Humildad,docilidad,discernimiento

 


"Pide un signo, pero no se le dará más signo 
que el signo de Jonás"
(Lc 11,29-32).

El acceso a lo divino es mucho más cercano de lo que pensamos. Buscar intervenciones milagrosas, extraordinarias, que superan los canales habituales de la acción de Dios, es dudar de lo que Dios nos dice en el Génesis: “Y vio Dios que todo era bueno”. El Espíritu de Dios acompaña toda la realidad creada, y sus huellas son reconocibles en nosotros mismos, en los demás y en toda la creación.

También está generación pide signos mientras pierde la capacidad de verlos e interpretarlos. La generación actual, como la del tiempo de Jonás, busca señales mientras ignora lo evidente. El Hijo del Hombre es la mayor señal, pero es rechazado. Como Nínive, somos llamados a arrepentirnos. En cualquier caso Dios nos concede el signo de Jonás. Es el signo de la muerte inevitable, vencida por el amor fecundo, que abre a una Vida plena y resucitada


El signo que buscamos es Él, no hay más señal que Él, no hay nada ni nadie que nos indique el camino del encuentro con Dios que anhelamos, que Él. No busquemos a nadie más, sólo a Él. Creer en Él, seguirle, mantener una relación  de amigos con Él. La mayor prueba de su amor es la entrega generosa por cada hombre y mujer de este mundo, los brazos abiertos en la Cruz para abrazarnos para siempre. 


Jesucristo revela su presencia y acción en nuestras vidas, a los corazones humildes, que libremente se disponen a recibirle.

Señor Jesús, somos muy afortunados y hemos recibido mucho de ti, pero no acabamos de agradecerlo, de convertirnos, de cambiar de vida. Estamos en camino, Señor, y contigo podemos avanzar.

«Aquí hay uno que es más que Salomón» Hablar de Jesús de Nazaret no es hablar de un buen hombre que pasó haciendo el bien y con bellas palabras ayudaba a la gente. No, es el Hijo de Dios que vino a traernos la salvación porque el Padre nos ama y eso es más que ser buena persona.


“Aquí hay uno que es más que Jonás”
 El gran signo del Reino es Jesús y su enseñanza. Dios nos revela en Él su rostro lleno de amor y de sabiduría. No busques en lo maravilloso la presencia de Dios. Escucha su Palabra, amásala en tu interior y conviértete a Él.  

Espíritu de Amor, abre mi mente a tu Sabiduría, para que tu Palabra entre en mi vida y la transforme.

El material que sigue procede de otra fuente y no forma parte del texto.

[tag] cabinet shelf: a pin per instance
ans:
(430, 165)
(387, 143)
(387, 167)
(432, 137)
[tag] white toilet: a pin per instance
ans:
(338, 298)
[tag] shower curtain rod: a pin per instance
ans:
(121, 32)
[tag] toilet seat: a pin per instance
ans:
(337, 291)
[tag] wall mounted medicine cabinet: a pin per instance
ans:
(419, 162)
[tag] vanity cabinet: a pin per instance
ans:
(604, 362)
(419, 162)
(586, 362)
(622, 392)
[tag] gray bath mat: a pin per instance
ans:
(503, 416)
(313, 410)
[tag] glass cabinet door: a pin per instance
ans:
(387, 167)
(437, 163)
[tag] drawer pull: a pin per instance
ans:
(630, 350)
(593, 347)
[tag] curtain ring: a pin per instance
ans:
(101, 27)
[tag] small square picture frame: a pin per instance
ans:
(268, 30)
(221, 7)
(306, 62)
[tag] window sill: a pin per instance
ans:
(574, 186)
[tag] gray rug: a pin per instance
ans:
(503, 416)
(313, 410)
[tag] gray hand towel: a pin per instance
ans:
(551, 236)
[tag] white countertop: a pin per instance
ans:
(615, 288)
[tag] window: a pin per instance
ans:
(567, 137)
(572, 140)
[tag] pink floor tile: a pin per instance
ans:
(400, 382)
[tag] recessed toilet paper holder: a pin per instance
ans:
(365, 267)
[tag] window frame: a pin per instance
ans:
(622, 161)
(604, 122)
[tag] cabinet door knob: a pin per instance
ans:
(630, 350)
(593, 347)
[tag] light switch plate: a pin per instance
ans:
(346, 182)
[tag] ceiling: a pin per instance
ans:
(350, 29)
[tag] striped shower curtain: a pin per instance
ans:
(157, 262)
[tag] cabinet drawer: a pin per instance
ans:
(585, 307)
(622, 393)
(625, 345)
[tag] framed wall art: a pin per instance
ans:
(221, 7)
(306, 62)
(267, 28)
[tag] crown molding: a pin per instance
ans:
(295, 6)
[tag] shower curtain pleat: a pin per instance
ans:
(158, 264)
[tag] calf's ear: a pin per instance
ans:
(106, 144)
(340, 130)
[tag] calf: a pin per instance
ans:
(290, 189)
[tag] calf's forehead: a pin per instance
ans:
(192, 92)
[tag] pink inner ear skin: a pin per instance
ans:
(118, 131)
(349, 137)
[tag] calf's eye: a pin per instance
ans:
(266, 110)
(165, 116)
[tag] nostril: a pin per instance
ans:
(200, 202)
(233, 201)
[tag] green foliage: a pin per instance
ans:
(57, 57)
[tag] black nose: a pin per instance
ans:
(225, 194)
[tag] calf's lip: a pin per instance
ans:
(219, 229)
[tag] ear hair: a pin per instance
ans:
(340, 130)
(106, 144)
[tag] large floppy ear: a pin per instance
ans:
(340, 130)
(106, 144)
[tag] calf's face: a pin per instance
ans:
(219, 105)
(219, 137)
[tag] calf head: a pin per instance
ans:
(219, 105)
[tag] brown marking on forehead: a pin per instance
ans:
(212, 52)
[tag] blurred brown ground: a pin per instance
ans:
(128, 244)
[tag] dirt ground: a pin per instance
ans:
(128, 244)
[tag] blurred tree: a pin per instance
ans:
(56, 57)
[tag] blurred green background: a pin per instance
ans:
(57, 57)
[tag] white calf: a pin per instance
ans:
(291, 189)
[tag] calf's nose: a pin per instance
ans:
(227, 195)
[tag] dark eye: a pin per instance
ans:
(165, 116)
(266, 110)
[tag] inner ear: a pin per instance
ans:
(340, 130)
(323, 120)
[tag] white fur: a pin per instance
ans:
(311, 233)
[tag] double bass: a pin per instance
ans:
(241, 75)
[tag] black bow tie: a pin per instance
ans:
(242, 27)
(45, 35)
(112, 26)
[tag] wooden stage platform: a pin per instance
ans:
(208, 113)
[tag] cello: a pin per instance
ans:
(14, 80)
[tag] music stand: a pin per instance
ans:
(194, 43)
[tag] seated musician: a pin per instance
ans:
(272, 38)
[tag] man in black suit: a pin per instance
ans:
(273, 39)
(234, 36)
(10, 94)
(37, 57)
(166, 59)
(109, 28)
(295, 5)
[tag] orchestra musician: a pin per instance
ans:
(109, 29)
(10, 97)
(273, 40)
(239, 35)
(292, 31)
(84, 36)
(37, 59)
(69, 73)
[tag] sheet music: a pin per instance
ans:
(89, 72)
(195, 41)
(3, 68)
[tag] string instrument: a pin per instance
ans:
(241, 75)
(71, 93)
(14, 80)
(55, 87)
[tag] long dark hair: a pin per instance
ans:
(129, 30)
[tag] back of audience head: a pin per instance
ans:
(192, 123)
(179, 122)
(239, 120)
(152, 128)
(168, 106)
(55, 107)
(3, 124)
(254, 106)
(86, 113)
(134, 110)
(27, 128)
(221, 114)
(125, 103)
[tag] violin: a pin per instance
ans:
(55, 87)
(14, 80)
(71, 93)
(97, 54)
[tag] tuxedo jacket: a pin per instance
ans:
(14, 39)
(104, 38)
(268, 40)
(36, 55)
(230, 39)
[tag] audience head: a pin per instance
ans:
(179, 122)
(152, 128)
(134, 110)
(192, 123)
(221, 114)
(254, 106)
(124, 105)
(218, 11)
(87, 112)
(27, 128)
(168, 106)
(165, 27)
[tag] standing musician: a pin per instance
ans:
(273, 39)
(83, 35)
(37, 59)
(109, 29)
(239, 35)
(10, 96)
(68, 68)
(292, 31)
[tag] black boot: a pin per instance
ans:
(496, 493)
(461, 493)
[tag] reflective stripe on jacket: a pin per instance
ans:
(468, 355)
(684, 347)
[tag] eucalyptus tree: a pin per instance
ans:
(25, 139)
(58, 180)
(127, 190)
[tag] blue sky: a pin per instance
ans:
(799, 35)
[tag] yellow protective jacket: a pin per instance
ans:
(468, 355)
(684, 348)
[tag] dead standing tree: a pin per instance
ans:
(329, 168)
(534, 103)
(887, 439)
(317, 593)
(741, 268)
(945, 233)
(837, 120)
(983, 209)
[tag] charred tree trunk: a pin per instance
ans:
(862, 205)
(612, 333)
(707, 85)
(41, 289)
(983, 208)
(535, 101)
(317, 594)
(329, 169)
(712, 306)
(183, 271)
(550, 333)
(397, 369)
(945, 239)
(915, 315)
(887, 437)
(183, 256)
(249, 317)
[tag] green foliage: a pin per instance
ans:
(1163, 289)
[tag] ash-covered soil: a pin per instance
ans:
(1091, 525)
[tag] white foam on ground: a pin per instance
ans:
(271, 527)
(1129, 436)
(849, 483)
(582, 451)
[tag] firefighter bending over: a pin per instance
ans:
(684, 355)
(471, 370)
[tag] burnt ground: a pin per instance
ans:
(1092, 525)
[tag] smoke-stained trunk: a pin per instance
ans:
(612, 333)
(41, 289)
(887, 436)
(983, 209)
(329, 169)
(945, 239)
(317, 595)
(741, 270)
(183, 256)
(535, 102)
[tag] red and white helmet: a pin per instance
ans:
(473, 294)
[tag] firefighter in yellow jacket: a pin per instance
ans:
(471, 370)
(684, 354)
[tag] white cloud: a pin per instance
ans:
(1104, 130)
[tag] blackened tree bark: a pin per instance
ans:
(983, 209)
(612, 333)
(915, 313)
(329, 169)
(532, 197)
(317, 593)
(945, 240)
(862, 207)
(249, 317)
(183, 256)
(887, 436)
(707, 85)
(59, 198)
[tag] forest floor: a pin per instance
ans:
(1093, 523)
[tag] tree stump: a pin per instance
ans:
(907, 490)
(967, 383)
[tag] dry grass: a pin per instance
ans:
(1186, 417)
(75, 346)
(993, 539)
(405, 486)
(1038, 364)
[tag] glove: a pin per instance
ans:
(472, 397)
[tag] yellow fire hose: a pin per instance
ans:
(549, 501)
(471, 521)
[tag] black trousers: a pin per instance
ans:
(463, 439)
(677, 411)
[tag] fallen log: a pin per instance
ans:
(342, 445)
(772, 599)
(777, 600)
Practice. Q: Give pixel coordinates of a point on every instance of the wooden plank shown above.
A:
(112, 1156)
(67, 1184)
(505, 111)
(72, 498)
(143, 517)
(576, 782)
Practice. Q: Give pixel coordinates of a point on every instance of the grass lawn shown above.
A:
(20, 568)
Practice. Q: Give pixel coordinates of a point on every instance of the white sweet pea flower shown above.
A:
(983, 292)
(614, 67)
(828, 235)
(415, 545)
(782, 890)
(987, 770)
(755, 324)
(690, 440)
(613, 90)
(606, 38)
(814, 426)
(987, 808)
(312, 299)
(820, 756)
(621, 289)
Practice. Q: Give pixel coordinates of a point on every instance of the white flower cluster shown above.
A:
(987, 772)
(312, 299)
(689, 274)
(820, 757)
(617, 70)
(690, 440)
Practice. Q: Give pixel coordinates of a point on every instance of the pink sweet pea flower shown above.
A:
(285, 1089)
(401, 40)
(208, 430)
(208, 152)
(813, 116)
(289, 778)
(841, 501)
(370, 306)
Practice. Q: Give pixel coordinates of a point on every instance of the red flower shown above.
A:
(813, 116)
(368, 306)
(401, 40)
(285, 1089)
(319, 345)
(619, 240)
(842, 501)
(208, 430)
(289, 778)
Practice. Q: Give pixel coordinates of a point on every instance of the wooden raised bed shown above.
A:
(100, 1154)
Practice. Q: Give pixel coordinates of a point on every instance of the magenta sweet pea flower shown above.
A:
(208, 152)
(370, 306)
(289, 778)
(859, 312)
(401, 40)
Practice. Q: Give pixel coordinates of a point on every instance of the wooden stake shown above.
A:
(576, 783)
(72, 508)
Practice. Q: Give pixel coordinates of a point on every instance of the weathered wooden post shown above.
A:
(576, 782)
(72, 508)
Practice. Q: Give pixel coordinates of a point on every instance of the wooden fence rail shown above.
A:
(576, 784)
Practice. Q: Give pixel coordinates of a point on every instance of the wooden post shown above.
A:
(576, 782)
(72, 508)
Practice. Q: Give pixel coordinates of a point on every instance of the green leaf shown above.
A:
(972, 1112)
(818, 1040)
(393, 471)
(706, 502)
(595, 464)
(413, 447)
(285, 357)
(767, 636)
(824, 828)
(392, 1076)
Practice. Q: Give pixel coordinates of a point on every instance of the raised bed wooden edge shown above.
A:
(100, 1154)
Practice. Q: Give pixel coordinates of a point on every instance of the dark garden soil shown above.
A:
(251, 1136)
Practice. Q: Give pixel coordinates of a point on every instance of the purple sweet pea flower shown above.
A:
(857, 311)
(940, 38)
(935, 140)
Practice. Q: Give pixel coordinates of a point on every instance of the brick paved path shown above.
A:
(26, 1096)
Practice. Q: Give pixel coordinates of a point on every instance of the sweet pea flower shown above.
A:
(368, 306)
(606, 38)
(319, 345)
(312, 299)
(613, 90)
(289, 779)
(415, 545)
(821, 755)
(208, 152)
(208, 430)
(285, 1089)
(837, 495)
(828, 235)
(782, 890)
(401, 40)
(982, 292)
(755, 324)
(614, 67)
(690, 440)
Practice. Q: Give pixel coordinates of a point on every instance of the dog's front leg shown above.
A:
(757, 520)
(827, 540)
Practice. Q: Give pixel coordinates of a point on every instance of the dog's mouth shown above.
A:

Hemos perdido la ingenuidad.
Nos hemos vuelto escépticos, y ahora ya no creemos en los valores comunes. Hemos renunciado a la verdad. Aceptamos –qué remedio– la mentira de los propios como un mal menor. Jaleamos los golpes bajos cuando van dirigidos al enemigo (ya no hay rivales, sino enemigos).
Detestamos la contrariedad. El mundo ha de adaptarse a uno.
No sabemos amar. Unos, por exceso, confunden el amor con cualquier apetito. Y otros, por defecto, son incapaces de decir «te quiero» y que sea verdad.
Consumimos noticias como si fueran parte del espectáculo cotidiano. Pasamos de la guerra a la tragedia doméstica, de la diatriba política a la entrevista punzante. Se nos van minutos que terminan siendo horas, días, semanas, viendo imágenes intrascendentes de vidas ajenas que no significan nada, pero se convierten en una prisión laberíntica.
Hay que decir «¡Basta!» Y pelear por recobrar una nueva inocencia. Más curtida, quizás, menos cándida, pero aún capaz de valorar lo bueno, lo justo, lo bello y lo valioso.
Hay que recobrar la capacidad de amar.
Me niego a creer que no hay salida al laberinto.